20 ans de présence de Costa croisières aux Antilles

Costa-visuel-1.jpg"Il y a toujours eu des bateaux positionnés aux Antilles pendant la saison d'hiver". Patrick Pourbaix, directeur général adjoint France de Costa, était fier d'annoncer au salon Top Résa qui s'est tenu la semaine dernière à Paris, que sa compagnie, présente depuis 1994 aux Antilles, est la première à avoir inauguré la formule "vol et croisière" qui a "révolutionné la perception des vacances en mer, contribuant ainsi à l'économie locale".
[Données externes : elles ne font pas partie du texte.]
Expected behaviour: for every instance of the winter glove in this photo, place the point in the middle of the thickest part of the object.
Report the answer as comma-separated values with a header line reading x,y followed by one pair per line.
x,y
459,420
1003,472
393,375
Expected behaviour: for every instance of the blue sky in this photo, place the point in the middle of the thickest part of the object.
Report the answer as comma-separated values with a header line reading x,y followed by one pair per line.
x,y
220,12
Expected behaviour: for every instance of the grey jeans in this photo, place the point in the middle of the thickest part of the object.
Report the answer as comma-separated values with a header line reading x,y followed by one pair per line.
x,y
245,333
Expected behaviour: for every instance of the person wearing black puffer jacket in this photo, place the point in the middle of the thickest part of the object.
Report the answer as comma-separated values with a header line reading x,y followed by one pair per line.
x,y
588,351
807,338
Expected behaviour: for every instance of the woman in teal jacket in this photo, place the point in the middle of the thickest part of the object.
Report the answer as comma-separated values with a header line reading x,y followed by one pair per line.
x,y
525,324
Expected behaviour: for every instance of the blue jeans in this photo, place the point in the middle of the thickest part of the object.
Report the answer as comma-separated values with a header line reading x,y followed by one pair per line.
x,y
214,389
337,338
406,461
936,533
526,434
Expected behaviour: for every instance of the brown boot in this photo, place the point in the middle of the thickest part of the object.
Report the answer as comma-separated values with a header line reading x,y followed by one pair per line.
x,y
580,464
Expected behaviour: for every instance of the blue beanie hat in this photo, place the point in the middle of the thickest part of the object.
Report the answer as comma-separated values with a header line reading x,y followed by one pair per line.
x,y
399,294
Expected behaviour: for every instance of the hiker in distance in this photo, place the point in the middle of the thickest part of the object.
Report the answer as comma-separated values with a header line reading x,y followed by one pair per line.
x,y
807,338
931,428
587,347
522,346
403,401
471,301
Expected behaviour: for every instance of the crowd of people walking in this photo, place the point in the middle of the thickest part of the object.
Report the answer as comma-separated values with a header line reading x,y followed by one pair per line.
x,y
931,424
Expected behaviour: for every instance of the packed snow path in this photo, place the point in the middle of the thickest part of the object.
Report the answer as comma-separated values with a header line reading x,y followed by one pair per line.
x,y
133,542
La clientèle hexagonale reste la première de Costa aux Antilles, mais la part des Antillais est "importante", selon Patrice Régnier, directeur marketing France de Costa. La clientèle métropolitaine est acheminée par avion et, sur ces vols, la compagnie assure ne pas faire de marge pour ne pas impacter le coût de ses croisières en Caraïbe. "On ne gagne pas d'argent sur les croisières l'hiver, assure Patrice Régnier. Notre modèle économique repose sur les croisières d'été en Méditerranée." Ce modèle permet à la compagnie d'avoir une offre constante et maintenir l'activité de ses paquebots toute l'année.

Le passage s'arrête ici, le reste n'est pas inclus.